The english langvage has 3 main models 
      - small (en_core_web_sm)
      - Medium (en_core_web_md)
      - Large (en_core_web_lg)

In [3]:
!pip install spacy 
import spacy
nlp = spacy.load("en_core_web_sm")



In [5]:
from spacy.matcher import Matcher
matcher = Matcher(nlp.vocab)

### Rule Based Matching

In [7]:
## Now lets looks at a pattern  (example Hello world)
# Hellow world appers in below ways 
# Hello World 
# Hello-world 
pattern_1 = [{'LOWER': 'hello'},{'LOWER':'world'}]
pattern_2 = [{'LOWER': 'hello'},{'IS_PUNCT': True},{'LOWER':'world'}]
matcher.add('Hello World',None, pattern_1,pattern_2)

In [8]:
doc = nlp("'Hello World' is the first programme for everyone, printing 'Hello-World' means u started coding ")
doc

'Hello World' is the first programme for everyone, printing 'Hello-World' means u started coding 

In [9]:
find_matches = matcher(doc)
print(find_matches)

[(8585552006568828647, 1, 3), (8585552006568828647, 13, 16)]


In [10]:
for match_id,start,end in find_matches:   ## the  find_matches gives us 3 variables match_id (matched string id), start,end
  string_id = nlp.vocab.strings[match_id]
  span =  doc[start:end]
  print(match_id,string_id,start,end,span.text)

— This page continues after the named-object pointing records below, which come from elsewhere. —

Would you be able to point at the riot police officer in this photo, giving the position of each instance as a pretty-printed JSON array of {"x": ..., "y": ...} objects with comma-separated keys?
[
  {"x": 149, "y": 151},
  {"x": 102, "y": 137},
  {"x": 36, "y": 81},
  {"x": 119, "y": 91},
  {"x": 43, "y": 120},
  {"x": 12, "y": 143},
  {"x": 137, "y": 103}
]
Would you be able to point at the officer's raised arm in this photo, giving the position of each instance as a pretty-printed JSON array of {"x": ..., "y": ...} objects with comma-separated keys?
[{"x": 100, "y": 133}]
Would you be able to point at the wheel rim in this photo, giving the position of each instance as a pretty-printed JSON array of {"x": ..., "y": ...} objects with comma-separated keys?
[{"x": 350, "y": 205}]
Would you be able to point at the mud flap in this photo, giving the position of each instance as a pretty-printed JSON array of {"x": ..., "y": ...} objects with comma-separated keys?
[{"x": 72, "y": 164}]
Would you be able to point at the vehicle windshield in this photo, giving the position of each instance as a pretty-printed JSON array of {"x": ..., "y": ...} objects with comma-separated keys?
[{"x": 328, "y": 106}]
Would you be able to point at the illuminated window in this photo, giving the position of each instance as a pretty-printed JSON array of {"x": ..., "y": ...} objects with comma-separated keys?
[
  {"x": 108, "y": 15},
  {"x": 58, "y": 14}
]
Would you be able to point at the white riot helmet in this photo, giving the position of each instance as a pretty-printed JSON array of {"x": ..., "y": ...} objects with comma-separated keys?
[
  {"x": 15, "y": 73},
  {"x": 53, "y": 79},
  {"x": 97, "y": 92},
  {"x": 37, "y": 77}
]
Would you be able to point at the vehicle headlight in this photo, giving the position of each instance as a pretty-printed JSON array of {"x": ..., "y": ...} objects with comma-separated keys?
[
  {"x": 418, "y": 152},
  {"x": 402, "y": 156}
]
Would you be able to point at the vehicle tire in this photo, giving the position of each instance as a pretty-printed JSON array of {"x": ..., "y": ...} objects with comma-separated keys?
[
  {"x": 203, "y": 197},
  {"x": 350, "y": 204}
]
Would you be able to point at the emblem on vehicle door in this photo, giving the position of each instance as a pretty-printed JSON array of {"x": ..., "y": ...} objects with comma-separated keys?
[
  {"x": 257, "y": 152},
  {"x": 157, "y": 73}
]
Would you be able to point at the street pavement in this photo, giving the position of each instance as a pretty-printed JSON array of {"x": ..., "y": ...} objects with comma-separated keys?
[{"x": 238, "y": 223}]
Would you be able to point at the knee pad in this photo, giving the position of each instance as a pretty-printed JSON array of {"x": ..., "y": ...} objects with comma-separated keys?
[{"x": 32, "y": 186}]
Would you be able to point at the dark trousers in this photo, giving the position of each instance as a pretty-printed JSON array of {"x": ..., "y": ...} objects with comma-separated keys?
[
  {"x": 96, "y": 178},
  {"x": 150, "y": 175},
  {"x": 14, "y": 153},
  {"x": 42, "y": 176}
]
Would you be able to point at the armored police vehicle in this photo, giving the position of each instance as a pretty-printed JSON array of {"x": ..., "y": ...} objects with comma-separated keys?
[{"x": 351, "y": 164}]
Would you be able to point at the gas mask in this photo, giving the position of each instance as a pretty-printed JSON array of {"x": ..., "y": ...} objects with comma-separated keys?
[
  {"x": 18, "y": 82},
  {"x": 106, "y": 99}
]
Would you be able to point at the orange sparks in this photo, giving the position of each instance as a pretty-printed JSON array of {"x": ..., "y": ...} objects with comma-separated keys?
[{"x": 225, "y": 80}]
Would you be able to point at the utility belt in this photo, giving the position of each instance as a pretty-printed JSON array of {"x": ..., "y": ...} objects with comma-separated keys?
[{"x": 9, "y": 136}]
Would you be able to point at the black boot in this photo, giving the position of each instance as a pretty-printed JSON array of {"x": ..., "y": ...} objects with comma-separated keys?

8585552006568828647 Hello World 1 3 Hello World
8585552006568828647 Hello World 13 16 Hello-World


In [12]:
pattern_3 = [{'LOWER': 'hello'},{'LOWER':'world'}]
pattern_4 = [{'LOWER': 'hello'},{'IS_PUNCT': True, 'OP' : '*'},{'LOWER':'world'}]
matcher.add('Hello World',None, pattern_3,pattern_4)
doc1 = nlp("'Hello World' is the first programme for everyone Hello World , printing 'Hello-World' means u started coding in Hello--world")
find_matches = matcher(doc1)
print(find_matches)

[(8585552006568828647, 1, 3), (8585552006568828647, 10, 12), (8585552006568828647, 15, 18), (8585552006568828647, 24, 27)]


### Phrase Based matching

Here we look for some phrases rather than  rules .. Lets look at example 



In [16]:
from spacy.matcher import PhraseMatcher
matcher = PhraseMatcher(nlp.vocab)
pharse_list = ['Barak Obama', 'Angela Markel','Washington, D.c']
pharse_patterns = [nlp(text) for text in pharse_list]
pharse_patterns
matcher.add("terminology", None, *pharse_patterns)

In [17]:
doc3 = nlp("German chancoler Angela Markel meet the Barak Obama in  Washington, D.c ")
find_matches = matcher(doc3)
print(find_matches)

[(14795493746145778174, 2, 4), (14795493746145778174, 6, 8), (14795493746145778174, 10, 13)]


In [18]:
for match_id,start,end in find_matches:   ## the  find_matches gives us 3 variables match_id (matched string id), start,end
  string_id = nlp.vocab.strings[match_id]
  span =  doc3[start:end]
  print(match_id,string_id,start,end,span.text)

14795493746145778174 terminology 2 4 Angela Markel
14795493746145778174 terminology 6 8 Barak Obama
14795493746145778174 terminology 10 13 Washington, D.c


### Part of Speech tagging

In [22]:
doc4 = "Apple is trying to Buy the U.K startup for $1billion dollars"
postext = nlp(doc4)
for i in postext: 
  print(i.text, i.pos_,i.tag,spacy.explain(i.tag_))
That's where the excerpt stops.